Todos os projetos de cohousing, com suas variações, estão perfeitamente organizados em fases. Na primeira, o grupo motor, um pequeno número de indivíduos, define o modelo de convivência e adota as decisões por unanimidade. Em seguida vem a etapa de atrair sócios e buscar terreno e financiamento. E depois começa, finalmente, a convivência. O período entre a concepção do projeto e o início da convivência dura, em média, seis anos. “Uma certa espera é algo bom porque o grupo se une, mas se demorar muito eles podem acabar esgotados”, assinala Sánchez.

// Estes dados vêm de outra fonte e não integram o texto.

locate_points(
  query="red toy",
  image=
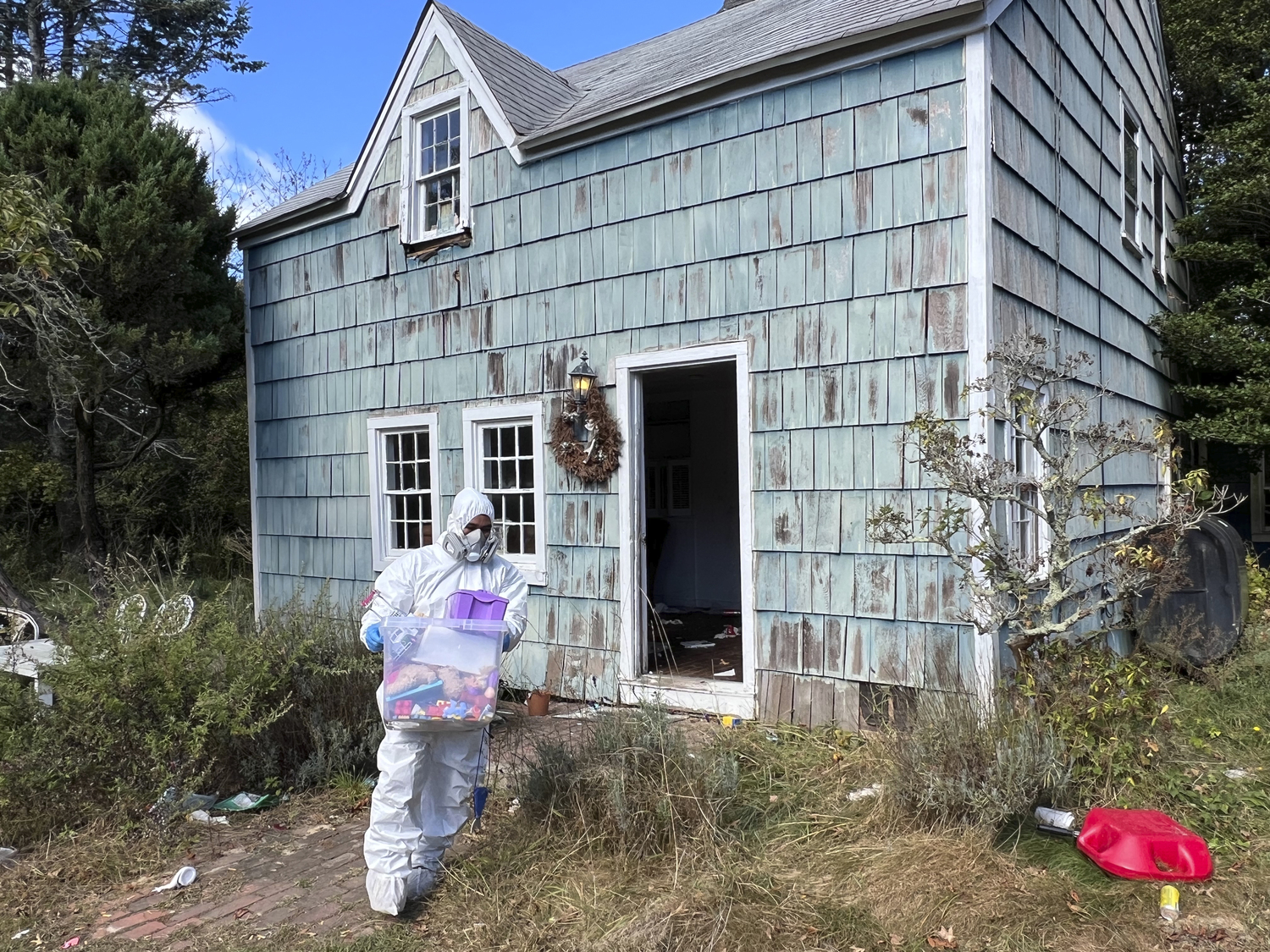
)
(1143, 845)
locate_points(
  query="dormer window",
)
(434, 168)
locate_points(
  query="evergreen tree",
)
(159, 47)
(167, 314)
(1219, 53)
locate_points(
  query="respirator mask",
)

Se há algo que as pessoas que participam dessas iniciativas têm de sobra, é esperança e paciência. O cohousing não é um lar de idosos nem uma comuna de avós modernos. Cada modelo é distinto: alguns projetam mais cômodos — aconselham-se 35 ou 40 de 50 metros quadrados — ou diferentes áreas comuns (cabeleireiro, biblioteca, restaurante, banho terapêutico…), outros priorizam a uniformidade das faixas etárias, como no caso da Abante Jubilar — a média é de 65 anos —, enquanto no caso de Huelva a ideia é combinar gente mais jovem, de 40 anos, com pessoas mais idosas, “para evitar que todos envelheçam ao mesmo tempo e não possam ajudar uns aos outros”, destaca Ponce. Mas todos procuram compartilhar suas preocupações e contribuir com suas experiências pessoais ou profissionais para o projeto por meio de diferentes atividades: sessões de cinema, debates, cursos, conferências, audições musicais… E todas as atividades da comunidade são abertas para os vizinhos, porque aquilo que seus moradores buscam não é se isolar, é se integrar na sociedade.

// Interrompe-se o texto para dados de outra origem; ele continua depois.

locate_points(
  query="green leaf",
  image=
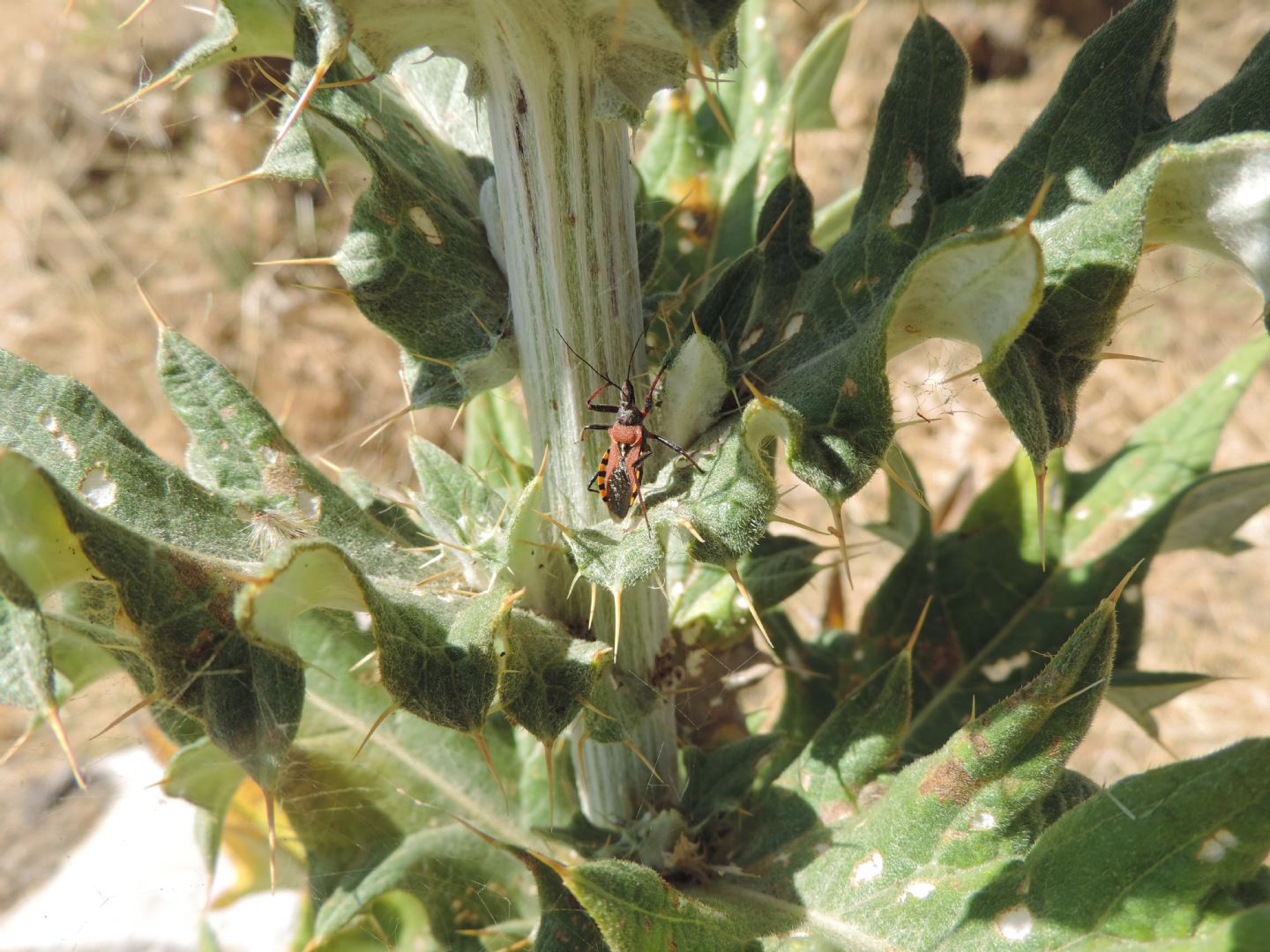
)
(26, 660)
(635, 909)
(719, 778)
(436, 661)
(860, 739)
(412, 768)
(176, 609)
(60, 424)
(239, 450)
(1214, 509)
(1174, 845)
(497, 441)
(546, 675)
(947, 824)
(1138, 693)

O cohousing também não é uma alternativa aos asilos tradicionais. O que mais se valoriza é o cuidado mútuo entre todos e o que se chama de ajuda integral centrada na pessoa: promover a saúde de uma maneira personalizada, de acordo com as necessidades de cada um dos inquilinos. Todos os projetos contam com cômodos preparados para os sócios que precisarem de atenção especial. “Todos sabemos que vamos morrer aqui. Se eu estiver em uma situação de dependência, vou estar rodeado de pessoas que me ajudem”, diz Ignacio.

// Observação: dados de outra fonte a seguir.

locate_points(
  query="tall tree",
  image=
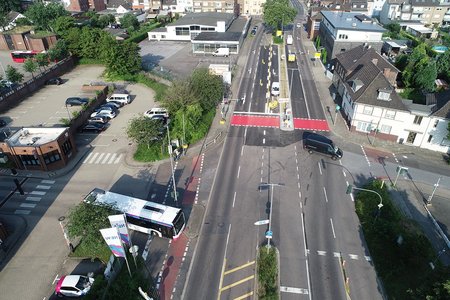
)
(278, 13)
(30, 66)
(13, 75)
(8, 5)
(124, 59)
(42, 15)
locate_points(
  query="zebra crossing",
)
(34, 197)
(102, 158)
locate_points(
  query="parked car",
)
(156, 111)
(104, 113)
(54, 81)
(76, 101)
(73, 286)
(93, 127)
(99, 119)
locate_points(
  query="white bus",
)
(144, 216)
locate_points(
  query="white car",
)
(275, 91)
(106, 113)
(156, 112)
(73, 286)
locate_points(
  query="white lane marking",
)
(43, 187)
(332, 228)
(38, 193)
(325, 193)
(91, 155)
(106, 158)
(99, 158)
(35, 199)
(47, 181)
(287, 289)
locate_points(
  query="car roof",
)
(70, 280)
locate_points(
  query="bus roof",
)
(133, 206)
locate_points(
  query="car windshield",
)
(83, 283)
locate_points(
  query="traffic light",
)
(349, 189)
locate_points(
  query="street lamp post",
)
(269, 232)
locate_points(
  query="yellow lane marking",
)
(240, 267)
(221, 279)
(244, 296)
(237, 283)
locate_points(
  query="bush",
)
(267, 273)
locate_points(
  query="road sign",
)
(261, 222)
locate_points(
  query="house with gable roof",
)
(365, 81)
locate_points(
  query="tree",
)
(124, 59)
(58, 51)
(42, 60)
(30, 66)
(42, 15)
(145, 131)
(207, 87)
(8, 5)
(278, 13)
(129, 20)
(13, 75)
(85, 221)
(62, 24)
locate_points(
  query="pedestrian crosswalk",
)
(102, 158)
(34, 197)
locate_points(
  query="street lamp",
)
(269, 232)
(350, 189)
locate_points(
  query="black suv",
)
(76, 101)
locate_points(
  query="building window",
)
(390, 114)
(386, 129)
(51, 157)
(368, 110)
(418, 120)
(67, 147)
(29, 160)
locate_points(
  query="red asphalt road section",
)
(271, 121)
(177, 248)
(172, 267)
(255, 121)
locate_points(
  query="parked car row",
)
(99, 119)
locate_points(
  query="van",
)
(289, 40)
(222, 52)
(119, 98)
(319, 143)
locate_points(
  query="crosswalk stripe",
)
(43, 187)
(99, 158)
(35, 199)
(40, 193)
(113, 157)
(88, 157)
(118, 159)
(47, 181)
(106, 158)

Veja um pouco da vida no Trabensol:
O exemplo do Trabensol
Embora cada iniciativa procure adaptar os diferentes modelos existentes às suas próprias necessidades, todas buscaram alguma inspiração no exemplo do centro residencial Trabensol, em Torremocha de Jarama, na comunidade autônoma de Madri, a primeira experiência de cohousing surgida na Espanha. Seus 54 sócios — cada sócio pode ser um casal ou um indivíduo, no total são 80 residentes — vivem desde 2013 sob o sistema de moradia colaborativa, uma forma de organização com a qual já estavam familiarizados, já que a maioria deles vem do mundo do cooperativismo. Um escritório de jovens arquitetos projetou para eles um edifício que atendia aos seus pedidos: que fosse bioclimático, tivesse um impacto mínimo no meio ambiente e acarretasse poucas despesas de manutenção. Os moradores se organizam em vários comitês, do de economia ao de jardinagem, e desenvolvem atividades abertas a toda a cidade. Eles têm uma lista de espera de 26 sócios.